Вероятно, Берк не отверг бы эти воззрения целиком; во всяком случае, он присоединился бы к ним в большей степени, чем немецкие философы-романтики, питавшие отвращение к политике и воспевавшие поэзию, мудрость древних «путей народа», талант художников и мыслителей, одаренных особой способностью к творчеству и предсказанию. Любая власть, основанная на определенных законах, исходит из узурпации законодательных прерогатив Всевышнего. Следовательно, всякая конституция как таковая плоха. Это уже чересчур даже для Берка; как бы то ни было, и английские традиционалисты, и немецкие романтики относились к человечеству без презрения и пессимизма, тогда как де Местра — во всяком случае, в произведениях зрелого периода — ни на минуту не оставляет сознание первородного греха, порочной, никчемной, самоубийственной ограниченности людей, предоставленных самим себе. Снова и снова он возвращается к мысли о том, что лишь страдание может удержать людей от падения в бездонную пропасть анархии и ниспровержения всех ценностей. Невежество, своеволие, глупость, с одной стороны, и кровь, боль, возмездие — с другой, в качестве противоядия — таковы опорные понятия его мрачного мира. Человечество (огромное большинство людей) — ребенок, безумец, рассеянный хозяин, которому прежде всего нужен опекун, заслуживающий доверия наставник, духовный руководитель, распоряжающийся и личной жизнью подопечного, и его имуществом. Человек, безнадежно развращенный и слабый, может пойти на все, если не оградить его от соблазна растратить силы и средства на достижение призрачных целей, если не принудить его к исполнению указанных задач под неослабным присмотром опекунов. Те, в свою очередь, должны принести жизнь в жертву поддержанию прочной и жесткой иерархии — истинного закона природы; во главе ее стоит земной Наместник Христа, а все кирпичики великой пирамиды человечества распределены симметричными рядами, от высших до ничтожнейших ее членов.

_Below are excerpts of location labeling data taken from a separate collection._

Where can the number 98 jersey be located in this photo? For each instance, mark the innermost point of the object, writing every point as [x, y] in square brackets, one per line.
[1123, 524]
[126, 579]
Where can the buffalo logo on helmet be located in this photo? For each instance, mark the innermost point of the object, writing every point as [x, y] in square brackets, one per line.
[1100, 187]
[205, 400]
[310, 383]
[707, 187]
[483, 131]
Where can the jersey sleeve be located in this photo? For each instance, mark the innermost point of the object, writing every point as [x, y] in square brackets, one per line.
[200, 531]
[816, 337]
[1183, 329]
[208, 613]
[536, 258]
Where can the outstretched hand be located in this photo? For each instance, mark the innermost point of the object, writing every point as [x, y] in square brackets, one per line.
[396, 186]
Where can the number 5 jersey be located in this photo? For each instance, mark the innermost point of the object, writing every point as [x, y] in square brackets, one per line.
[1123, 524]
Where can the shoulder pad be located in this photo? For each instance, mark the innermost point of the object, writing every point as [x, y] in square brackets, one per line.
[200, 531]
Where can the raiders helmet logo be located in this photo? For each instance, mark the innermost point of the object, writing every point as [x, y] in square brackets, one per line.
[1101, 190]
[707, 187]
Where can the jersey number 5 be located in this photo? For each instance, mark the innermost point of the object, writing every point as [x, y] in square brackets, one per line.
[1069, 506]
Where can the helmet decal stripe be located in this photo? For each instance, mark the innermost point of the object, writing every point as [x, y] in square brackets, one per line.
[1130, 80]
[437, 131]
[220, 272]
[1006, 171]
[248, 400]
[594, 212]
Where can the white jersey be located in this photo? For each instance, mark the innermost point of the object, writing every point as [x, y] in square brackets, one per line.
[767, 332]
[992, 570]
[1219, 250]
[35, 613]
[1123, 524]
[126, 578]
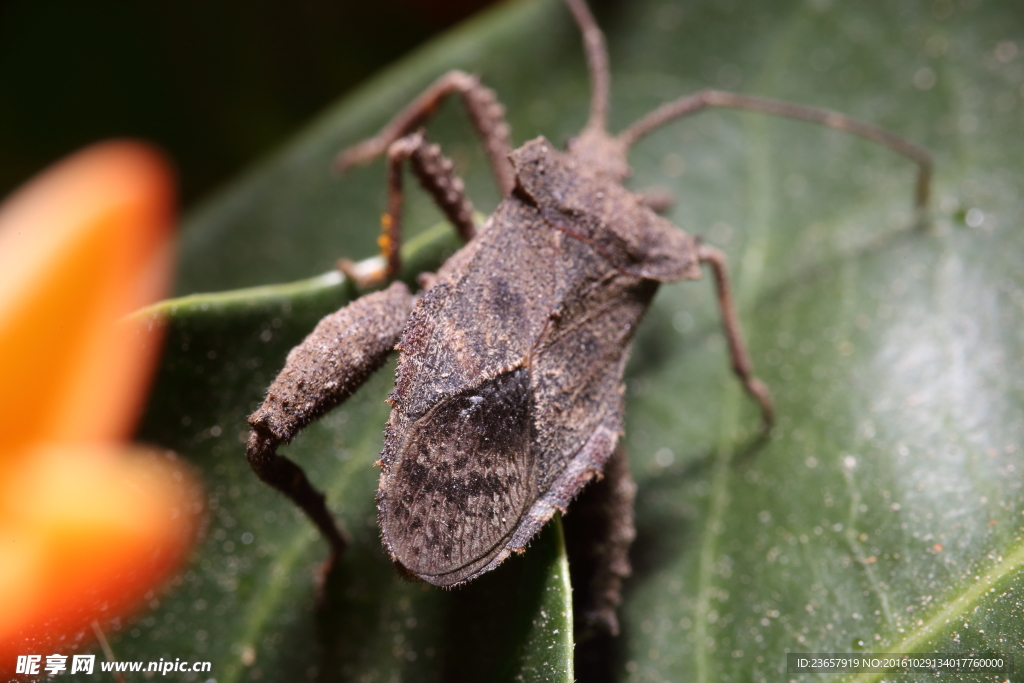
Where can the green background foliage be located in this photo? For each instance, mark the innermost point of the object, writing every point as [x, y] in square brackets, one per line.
[884, 515]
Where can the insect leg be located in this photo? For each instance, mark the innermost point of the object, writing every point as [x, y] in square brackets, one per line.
[434, 171]
[599, 531]
[484, 111]
[737, 348]
[344, 349]
[708, 98]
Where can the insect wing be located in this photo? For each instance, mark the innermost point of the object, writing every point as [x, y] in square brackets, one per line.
[462, 479]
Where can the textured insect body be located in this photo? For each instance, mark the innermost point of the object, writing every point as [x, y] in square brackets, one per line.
[508, 395]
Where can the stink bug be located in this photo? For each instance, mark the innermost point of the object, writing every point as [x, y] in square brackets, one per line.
[508, 396]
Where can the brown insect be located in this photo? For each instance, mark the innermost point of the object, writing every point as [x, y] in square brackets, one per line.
[508, 396]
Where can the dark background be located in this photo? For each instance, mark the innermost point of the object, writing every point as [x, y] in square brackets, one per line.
[216, 84]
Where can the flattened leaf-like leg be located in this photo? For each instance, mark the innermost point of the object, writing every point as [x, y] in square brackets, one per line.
[741, 365]
[599, 531]
[326, 369]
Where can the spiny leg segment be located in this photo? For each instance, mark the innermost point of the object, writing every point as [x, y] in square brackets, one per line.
[435, 173]
[486, 114]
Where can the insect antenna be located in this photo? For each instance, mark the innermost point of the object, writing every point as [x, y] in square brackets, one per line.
[597, 63]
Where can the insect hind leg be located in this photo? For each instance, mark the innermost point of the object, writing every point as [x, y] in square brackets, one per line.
[436, 175]
[709, 98]
[484, 111]
[344, 349]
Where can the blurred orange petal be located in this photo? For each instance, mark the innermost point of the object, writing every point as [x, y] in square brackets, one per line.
[82, 245]
[88, 525]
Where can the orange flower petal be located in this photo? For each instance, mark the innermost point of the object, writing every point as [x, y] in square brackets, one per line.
[86, 527]
[81, 246]
[86, 532]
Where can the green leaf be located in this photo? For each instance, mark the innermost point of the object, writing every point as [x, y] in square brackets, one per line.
[885, 514]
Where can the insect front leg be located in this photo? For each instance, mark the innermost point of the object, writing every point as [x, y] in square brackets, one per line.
[344, 349]
[741, 365]
[436, 175]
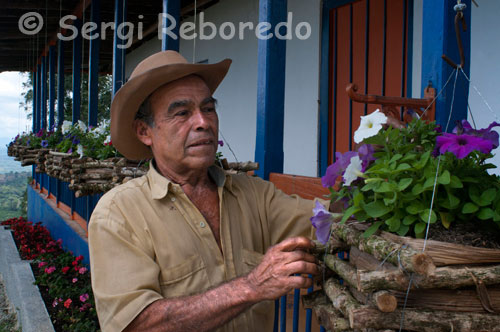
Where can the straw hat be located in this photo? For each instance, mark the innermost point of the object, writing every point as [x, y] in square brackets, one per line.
[153, 72]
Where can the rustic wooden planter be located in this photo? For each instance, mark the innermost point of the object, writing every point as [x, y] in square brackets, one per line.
[453, 287]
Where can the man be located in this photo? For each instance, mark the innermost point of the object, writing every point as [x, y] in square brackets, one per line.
[188, 247]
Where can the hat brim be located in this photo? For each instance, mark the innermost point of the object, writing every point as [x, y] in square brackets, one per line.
[131, 95]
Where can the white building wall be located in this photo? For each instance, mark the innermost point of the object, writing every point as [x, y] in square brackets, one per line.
[237, 94]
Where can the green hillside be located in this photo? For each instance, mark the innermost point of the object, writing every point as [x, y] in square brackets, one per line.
[13, 194]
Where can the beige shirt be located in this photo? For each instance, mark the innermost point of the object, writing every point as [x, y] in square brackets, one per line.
[148, 242]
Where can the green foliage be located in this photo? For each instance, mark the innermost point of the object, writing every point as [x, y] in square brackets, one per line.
[396, 190]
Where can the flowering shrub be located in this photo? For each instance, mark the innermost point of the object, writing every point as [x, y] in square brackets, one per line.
[76, 139]
[62, 278]
[390, 180]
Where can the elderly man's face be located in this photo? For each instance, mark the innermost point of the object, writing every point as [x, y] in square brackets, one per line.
[185, 131]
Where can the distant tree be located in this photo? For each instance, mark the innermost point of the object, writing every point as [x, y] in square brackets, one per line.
[104, 97]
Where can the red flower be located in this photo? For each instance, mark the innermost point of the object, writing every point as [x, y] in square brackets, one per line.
[67, 303]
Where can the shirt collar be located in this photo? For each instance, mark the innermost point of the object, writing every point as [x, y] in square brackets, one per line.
[160, 185]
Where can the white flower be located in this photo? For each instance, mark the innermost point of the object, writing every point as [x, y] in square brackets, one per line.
[370, 125]
[79, 150]
[66, 126]
[82, 126]
[353, 171]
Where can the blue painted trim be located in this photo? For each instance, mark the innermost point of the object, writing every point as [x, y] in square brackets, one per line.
[296, 303]
[77, 76]
[270, 92]
[52, 85]
[283, 313]
[39, 210]
[43, 101]
[39, 97]
[324, 91]
[409, 56]
[95, 43]
[60, 82]
[118, 49]
[438, 37]
[173, 8]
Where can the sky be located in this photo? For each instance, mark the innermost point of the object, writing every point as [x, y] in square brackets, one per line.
[13, 117]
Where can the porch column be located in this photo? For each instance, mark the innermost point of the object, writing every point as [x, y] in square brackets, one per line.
[438, 38]
[52, 85]
[77, 67]
[119, 46]
[95, 16]
[60, 82]
[270, 90]
[173, 8]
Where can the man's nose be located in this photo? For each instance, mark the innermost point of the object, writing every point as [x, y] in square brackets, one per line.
[200, 120]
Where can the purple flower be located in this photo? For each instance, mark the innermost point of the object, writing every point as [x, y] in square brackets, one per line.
[462, 145]
[337, 168]
[486, 133]
[321, 220]
[365, 152]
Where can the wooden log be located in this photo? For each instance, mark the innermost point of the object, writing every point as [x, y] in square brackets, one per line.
[425, 321]
[444, 277]
[444, 253]
[381, 249]
[458, 300]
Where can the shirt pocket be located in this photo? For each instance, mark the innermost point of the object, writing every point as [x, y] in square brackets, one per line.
[250, 259]
[187, 278]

В начале каждой верной дороги, ведущей к знанию и спасению, де Местр не случайно видел огромную фигуру Платона, указующую путь. Он надеялся на то, что иезуиты будут действовать подобно сословию стражей в «Государстве» и спасут европейские державы от модных и роковых заблуждений века сего. Однако главный герой его мира, замковый камень свода, поддерживающего все общество, куда страшнее, чем король, священник или военачальник; это палач. Ему посвящен знаменитейший пассаж «Санкт-петербургских вечеров».